Passion of belief can certainly lead to passion of expression, especially for an artist. Rosa Katzenelson’s paintings and digital artwork, currently at the Hadas Gallery in Brooklyn, could easily define the very essence of religious expressionism. As a Chabad devotee, every aspect of her work exudes a passion for both the chassidic subjects she depicts and the visceral act of making a painting. Nonetheless, upon closer inspection her work yields considerably more complexity.
Dancing in the Rain presents an exuberant moment of religious consciousness in which the male dancer, kicking up his heels in the midst of a crowd on a wet sidewalk, seems almost suspended by the umbrella he holds aloft. The chassidic crowd cheers him on, a swirl of black fedoras and dark umbrellas, while a blast of light in the upper right intimates that the rain is indeed a divine overflow. Quite the magical moment perhaps inspired by Gene Kelly’s “Singing in the Rain (MGM 1952)” film sequence in which the love-struck Kelly literally sings and dances on a rain-drenched Hollywood street. But then we notice the upside down figure in the foreground sidewalk. Immediately we assume it to be the dancing man’s reflection and yet it uncomfortably feels like something else. The head, hat and hand are too much in focus to be a mere reflection. So perhaps it is an allusion to a slain alter-ego, the yetzer hara, or a dybbuk; whatever it may be, suddenly the first impression of carefree joy is tempered by more serious matters.
Light again operates as a mystical agent in Preparation from Below (Chatan l’Torah), flowing in from an open window to where a sefer Torah is about to be read. The open Torah, some of its letters magically floating over the klaf, is surrounded by no less than six intense men in taleisim. In the foreground a young woman is handing a golden-haired child to a man while his older son stands alongside, thereby further defining the moment as the Kol haNe’arim, the blessing of all the children that introduces the aliyah of Chassan Torah. This painting breathes a joyful moment of expectation and celebration, depicting a blessing of light upon the moment that faithful Jews complete one year’s Torah cycle and prepare to take up the New Year’s Beraishis. The men and their children form a quivering white crown that surrounds the Torah, directly connected with the Divine light that illuminates its existence.
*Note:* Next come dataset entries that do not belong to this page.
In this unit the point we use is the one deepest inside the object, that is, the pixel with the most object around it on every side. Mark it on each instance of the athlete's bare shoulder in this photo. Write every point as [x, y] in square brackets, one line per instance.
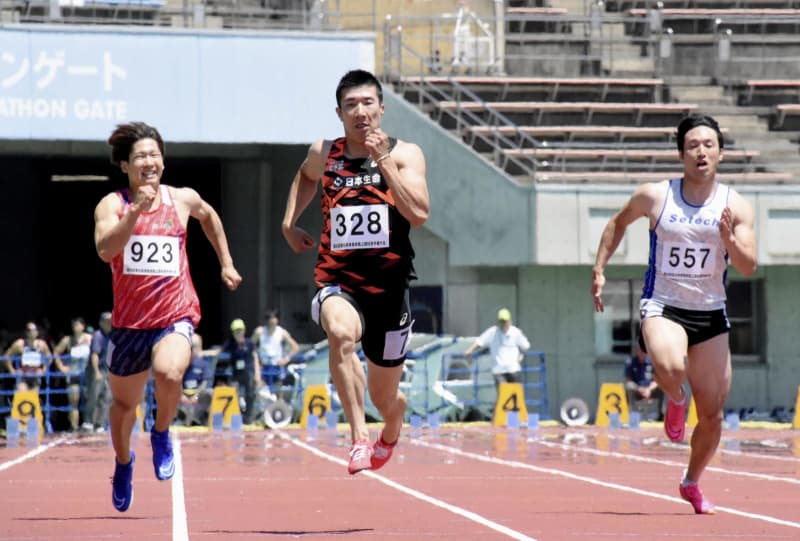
[109, 206]
[314, 164]
[187, 202]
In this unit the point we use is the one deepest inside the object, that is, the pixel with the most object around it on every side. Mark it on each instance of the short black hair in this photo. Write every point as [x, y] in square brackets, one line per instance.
[355, 78]
[693, 121]
[125, 136]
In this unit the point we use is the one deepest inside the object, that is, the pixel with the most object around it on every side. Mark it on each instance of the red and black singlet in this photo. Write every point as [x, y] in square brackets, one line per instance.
[365, 245]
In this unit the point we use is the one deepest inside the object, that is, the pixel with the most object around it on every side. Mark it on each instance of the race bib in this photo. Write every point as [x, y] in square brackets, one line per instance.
[152, 255]
[32, 359]
[396, 343]
[360, 227]
[79, 352]
[685, 260]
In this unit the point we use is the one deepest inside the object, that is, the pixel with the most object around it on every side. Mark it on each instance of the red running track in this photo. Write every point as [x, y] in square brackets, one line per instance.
[458, 482]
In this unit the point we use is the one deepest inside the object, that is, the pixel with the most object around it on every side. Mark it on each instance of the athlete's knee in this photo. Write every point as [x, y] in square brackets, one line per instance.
[341, 338]
[123, 407]
[170, 375]
[388, 402]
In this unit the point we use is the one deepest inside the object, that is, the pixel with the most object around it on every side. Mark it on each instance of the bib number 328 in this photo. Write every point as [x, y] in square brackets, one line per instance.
[359, 227]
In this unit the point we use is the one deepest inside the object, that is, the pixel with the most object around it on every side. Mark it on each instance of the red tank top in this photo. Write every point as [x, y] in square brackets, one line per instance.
[150, 277]
[364, 245]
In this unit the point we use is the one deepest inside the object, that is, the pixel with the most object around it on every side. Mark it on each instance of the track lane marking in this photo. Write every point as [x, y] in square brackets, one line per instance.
[597, 482]
[513, 534]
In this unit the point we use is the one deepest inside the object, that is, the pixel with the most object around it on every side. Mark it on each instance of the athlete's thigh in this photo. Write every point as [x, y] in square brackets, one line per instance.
[709, 372]
[339, 319]
[129, 390]
[172, 352]
[666, 343]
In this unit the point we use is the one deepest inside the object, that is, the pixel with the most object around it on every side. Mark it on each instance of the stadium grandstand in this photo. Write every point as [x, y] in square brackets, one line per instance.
[537, 119]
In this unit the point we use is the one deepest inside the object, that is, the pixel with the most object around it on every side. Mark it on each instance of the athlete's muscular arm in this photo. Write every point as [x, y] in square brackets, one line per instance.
[215, 232]
[301, 193]
[13, 350]
[640, 204]
[111, 233]
[738, 235]
[60, 349]
[404, 173]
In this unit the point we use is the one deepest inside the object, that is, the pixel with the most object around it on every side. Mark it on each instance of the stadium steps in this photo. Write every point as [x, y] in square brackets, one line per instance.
[748, 126]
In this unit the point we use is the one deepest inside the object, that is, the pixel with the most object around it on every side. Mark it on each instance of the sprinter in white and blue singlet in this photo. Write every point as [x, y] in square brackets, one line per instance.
[697, 226]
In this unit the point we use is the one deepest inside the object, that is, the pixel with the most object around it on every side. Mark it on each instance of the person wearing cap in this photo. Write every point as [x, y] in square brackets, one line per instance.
[507, 345]
[97, 394]
[240, 365]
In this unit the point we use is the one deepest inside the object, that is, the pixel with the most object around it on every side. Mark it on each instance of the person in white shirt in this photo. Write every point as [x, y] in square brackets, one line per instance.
[275, 350]
[507, 345]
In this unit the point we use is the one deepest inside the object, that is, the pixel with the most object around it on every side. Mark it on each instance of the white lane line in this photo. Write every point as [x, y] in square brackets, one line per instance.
[30, 454]
[650, 460]
[180, 530]
[513, 534]
[593, 481]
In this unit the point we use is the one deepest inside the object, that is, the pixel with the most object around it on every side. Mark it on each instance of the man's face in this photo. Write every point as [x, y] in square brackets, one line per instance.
[31, 332]
[701, 153]
[360, 110]
[145, 165]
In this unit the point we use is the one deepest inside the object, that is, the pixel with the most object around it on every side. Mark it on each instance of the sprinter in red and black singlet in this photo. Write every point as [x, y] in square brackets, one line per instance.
[369, 256]
[373, 191]
[141, 233]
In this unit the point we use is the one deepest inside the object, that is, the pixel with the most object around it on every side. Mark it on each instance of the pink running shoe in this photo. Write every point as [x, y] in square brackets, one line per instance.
[693, 495]
[360, 457]
[675, 420]
[381, 452]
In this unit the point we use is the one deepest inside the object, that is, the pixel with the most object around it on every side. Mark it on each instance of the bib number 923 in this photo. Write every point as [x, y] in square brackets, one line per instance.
[152, 255]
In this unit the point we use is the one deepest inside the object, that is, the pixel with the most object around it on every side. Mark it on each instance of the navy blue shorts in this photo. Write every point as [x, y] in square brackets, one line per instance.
[130, 350]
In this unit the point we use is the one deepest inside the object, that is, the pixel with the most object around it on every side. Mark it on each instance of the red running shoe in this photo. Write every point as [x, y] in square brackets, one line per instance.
[675, 420]
[381, 452]
[693, 495]
[360, 457]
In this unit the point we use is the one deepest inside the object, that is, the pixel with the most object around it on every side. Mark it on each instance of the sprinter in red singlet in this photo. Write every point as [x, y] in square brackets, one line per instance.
[373, 191]
[141, 232]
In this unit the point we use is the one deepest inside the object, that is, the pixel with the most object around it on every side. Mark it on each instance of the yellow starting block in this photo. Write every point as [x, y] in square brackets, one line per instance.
[316, 402]
[510, 397]
[611, 399]
[225, 401]
[26, 406]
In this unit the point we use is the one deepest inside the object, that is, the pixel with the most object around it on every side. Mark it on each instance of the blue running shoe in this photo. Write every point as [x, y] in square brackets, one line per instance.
[121, 486]
[163, 460]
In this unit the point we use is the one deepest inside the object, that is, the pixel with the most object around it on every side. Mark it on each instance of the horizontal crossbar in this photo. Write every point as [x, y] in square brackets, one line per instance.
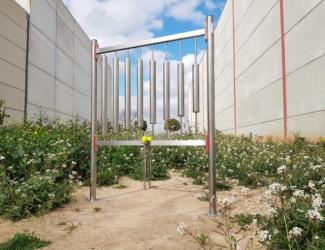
[158, 40]
[172, 143]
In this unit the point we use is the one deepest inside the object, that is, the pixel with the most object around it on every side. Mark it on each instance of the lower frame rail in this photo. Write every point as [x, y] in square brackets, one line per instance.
[155, 143]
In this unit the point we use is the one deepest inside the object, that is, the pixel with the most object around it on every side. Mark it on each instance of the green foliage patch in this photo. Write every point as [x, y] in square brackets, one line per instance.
[23, 241]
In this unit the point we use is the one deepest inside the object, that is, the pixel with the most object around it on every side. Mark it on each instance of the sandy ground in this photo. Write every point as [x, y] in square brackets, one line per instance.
[133, 218]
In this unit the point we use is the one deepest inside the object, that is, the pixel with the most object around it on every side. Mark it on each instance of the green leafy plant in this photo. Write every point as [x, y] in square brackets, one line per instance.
[172, 125]
[3, 113]
[23, 241]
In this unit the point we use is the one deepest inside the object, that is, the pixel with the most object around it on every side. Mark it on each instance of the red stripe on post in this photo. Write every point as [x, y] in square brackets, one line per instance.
[94, 143]
[234, 65]
[284, 73]
[207, 144]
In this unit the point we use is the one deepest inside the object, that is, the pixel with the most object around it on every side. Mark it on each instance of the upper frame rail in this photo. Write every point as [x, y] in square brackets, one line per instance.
[158, 40]
[181, 143]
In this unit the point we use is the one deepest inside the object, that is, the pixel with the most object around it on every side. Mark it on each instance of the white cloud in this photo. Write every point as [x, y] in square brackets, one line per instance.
[116, 21]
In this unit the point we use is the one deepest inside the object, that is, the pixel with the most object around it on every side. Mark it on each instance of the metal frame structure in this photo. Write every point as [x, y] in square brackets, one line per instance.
[209, 143]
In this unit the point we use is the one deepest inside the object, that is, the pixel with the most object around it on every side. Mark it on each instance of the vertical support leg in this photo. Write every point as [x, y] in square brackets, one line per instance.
[104, 95]
[93, 119]
[144, 166]
[211, 120]
[149, 166]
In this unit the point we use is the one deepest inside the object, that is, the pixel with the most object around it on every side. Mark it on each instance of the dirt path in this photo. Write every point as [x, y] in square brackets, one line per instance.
[128, 218]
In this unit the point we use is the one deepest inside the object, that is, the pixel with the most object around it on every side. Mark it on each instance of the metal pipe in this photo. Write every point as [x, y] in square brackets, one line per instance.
[93, 179]
[166, 87]
[127, 94]
[140, 94]
[116, 96]
[104, 95]
[180, 89]
[211, 115]
[195, 88]
[158, 40]
[153, 97]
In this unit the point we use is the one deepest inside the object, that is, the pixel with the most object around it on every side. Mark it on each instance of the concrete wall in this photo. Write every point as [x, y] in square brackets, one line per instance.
[248, 69]
[13, 33]
[59, 56]
[59, 63]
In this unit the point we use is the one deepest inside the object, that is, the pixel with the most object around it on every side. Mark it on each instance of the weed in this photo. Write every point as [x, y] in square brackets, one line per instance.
[24, 241]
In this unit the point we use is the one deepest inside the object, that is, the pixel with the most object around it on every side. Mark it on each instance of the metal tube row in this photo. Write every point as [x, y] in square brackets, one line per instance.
[180, 89]
[140, 93]
[211, 118]
[127, 94]
[153, 97]
[116, 117]
[166, 90]
[104, 95]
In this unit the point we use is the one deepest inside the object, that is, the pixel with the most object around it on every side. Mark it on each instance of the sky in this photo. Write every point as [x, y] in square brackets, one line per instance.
[114, 22]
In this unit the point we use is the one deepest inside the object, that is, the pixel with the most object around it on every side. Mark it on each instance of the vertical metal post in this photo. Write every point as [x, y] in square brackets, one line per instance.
[93, 119]
[211, 116]
[195, 86]
[127, 93]
[140, 93]
[152, 75]
[116, 96]
[180, 87]
[166, 86]
[104, 95]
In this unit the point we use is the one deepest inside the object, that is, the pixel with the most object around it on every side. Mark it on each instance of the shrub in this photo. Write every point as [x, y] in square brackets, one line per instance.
[3, 113]
[172, 125]
[22, 241]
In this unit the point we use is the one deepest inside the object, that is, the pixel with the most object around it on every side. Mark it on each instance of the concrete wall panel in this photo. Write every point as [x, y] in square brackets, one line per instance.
[16, 33]
[264, 105]
[306, 41]
[265, 71]
[41, 51]
[11, 75]
[64, 68]
[301, 9]
[41, 88]
[63, 98]
[310, 125]
[43, 16]
[64, 37]
[306, 89]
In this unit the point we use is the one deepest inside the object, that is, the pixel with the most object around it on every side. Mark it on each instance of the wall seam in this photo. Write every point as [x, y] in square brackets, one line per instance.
[284, 74]
[234, 65]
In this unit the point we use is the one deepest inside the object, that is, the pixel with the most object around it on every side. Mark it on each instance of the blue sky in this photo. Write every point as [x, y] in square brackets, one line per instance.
[121, 21]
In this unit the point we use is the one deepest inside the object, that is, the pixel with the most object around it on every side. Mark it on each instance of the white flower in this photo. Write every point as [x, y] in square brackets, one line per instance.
[264, 236]
[271, 211]
[276, 187]
[281, 169]
[295, 232]
[299, 193]
[225, 202]
[181, 228]
[293, 200]
[314, 215]
[244, 190]
[311, 184]
[317, 201]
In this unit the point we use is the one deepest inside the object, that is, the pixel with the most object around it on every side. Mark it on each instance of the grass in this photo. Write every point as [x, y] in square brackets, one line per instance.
[24, 241]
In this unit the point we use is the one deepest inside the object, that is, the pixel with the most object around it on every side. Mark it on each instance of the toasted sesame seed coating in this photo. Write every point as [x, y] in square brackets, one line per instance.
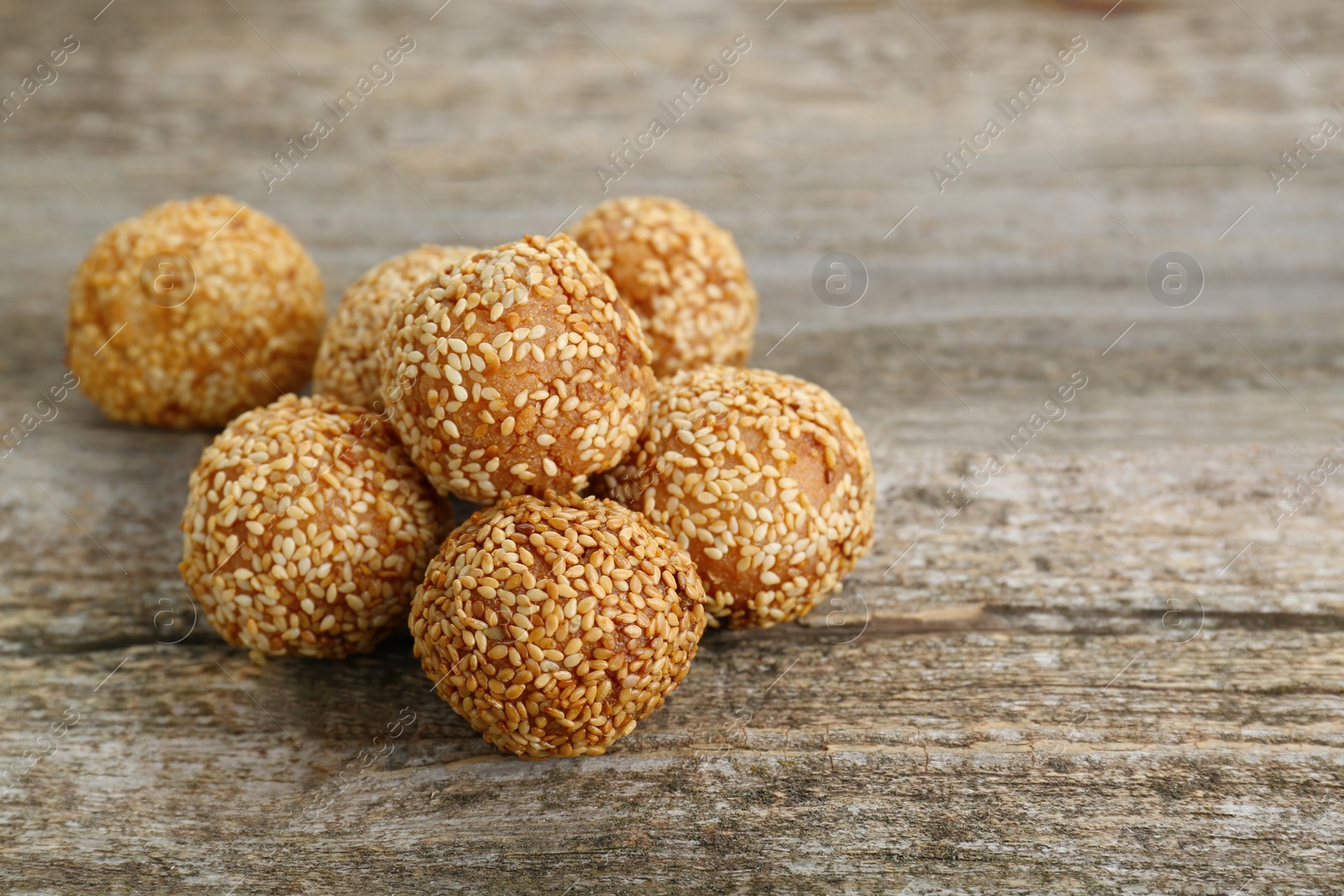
[239, 325]
[307, 530]
[519, 371]
[765, 479]
[683, 275]
[554, 625]
[347, 364]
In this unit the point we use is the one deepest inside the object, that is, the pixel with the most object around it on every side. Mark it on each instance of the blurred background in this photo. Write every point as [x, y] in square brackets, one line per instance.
[984, 281]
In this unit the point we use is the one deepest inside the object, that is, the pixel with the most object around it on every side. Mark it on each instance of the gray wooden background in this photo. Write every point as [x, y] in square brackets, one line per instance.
[1110, 673]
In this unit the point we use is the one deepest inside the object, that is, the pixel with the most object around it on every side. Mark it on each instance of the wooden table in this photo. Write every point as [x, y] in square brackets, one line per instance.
[1112, 672]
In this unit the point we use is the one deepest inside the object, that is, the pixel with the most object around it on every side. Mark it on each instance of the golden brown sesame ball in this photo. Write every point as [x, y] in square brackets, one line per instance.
[307, 530]
[347, 364]
[554, 625]
[682, 273]
[519, 371]
[192, 313]
[764, 477]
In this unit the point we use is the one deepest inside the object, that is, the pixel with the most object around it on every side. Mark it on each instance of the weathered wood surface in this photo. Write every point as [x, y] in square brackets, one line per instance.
[1081, 683]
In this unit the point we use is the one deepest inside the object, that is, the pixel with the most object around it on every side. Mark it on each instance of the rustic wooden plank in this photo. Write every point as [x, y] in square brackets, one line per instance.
[1005, 705]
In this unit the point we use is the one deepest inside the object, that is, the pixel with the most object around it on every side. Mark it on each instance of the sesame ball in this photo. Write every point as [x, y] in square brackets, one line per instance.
[519, 371]
[192, 313]
[682, 273]
[307, 530]
[347, 364]
[554, 625]
[765, 479]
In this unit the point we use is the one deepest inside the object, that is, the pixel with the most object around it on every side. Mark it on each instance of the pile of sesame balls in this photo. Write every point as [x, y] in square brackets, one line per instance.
[636, 483]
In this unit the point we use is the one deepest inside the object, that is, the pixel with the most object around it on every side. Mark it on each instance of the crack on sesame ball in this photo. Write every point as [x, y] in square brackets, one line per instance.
[307, 530]
[250, 327]
[517, 371]
[765, 479]
[682, 273]
[347, 360]
[555, 625]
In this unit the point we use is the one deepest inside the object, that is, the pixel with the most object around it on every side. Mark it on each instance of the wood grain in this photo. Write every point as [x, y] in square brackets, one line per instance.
[1112, 672]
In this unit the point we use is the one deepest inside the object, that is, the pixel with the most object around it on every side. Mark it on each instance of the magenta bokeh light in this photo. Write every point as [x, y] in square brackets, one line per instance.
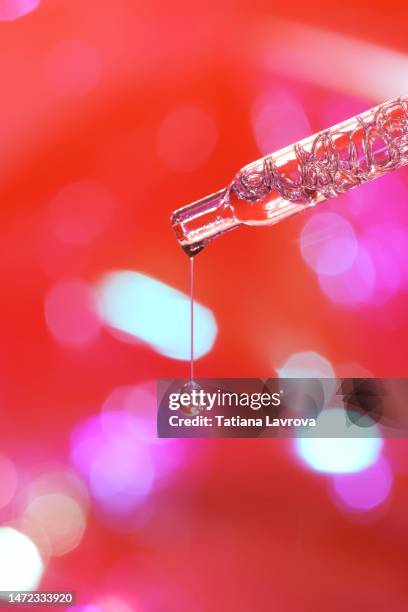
[13, 9]
[365, 490]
Katzenelson, who studied art and film in Argentina, also has a background as a clinical psychologist. This may give us some insight into the very recently completed Joseph’s Dance. At first glance we are at some kind of simcha with the central figure, presumably Joseph, dancing wildly with another foreground figure. Most of the onlookers seem engaged and cheery although two on the extreme right exude a barely concealed animosity. Count them all up and there are ten and then of course we understand that this contemporary scene is actually depicting the biblical Joseph. Now the mad enthusiasm starts to come into focus with each brother reflecting his relationship with the troublesome Joseph. We wonder exactly where in the narrative has the artist set this scene. If it is before the outbreak of their conflict then the shinny new blue-black suit Joseph wears fits perfectly as the “coat” Jacob gives him, as does his flying peyoesand maniacal expression. This is the young reckless Joseph, not careful with his words or actions around his older brothers. Or perhaps we are seeing a homecoming, the chastened brothers readmitting Joseph into the family fold, with the lingering resentment and fear of at least two of them on the side. Then this is Joseph triumphant, still unnervingly sure of himself, dominant and even a bit dangerous. Whichever scene we choose, the artist has collapsed the long convoluted narrative of Joseph and his brothers into one insightful moment of familial complexity and tension.
Mystery is at the heart of every good painting. To be otherwise renders art into illustration and The Eye of the Fish is no exception. Set around a bucolic pond we slowly make out four or five male figures tightly clustered on the far side of the pond, each holding what may be a prayer book. Immediately Tashlich comes to mind. But what of the two beautifully painted ladies in the foreground? They too have a prayer book, but it seems one is holding an infant even as a young girl playfully runs alongside them. Men on one side, women on the other, a shimmering pond between them in fading hours of Rosh Hashanah. This artwork, in its lush brushwork, evocative setting and characters is a beautiful pastoral that contemplates the complexity and quiet delights of a year about to unfold. The image is evocative, charming, playful and yet wonderfully serious about the joys of living in a Jewish world. Out of Rosa Katzenelson’s passion for Yiddishkeit and making art comes flashes of insights and mystery that make returning to the paintings over and over a pure delight.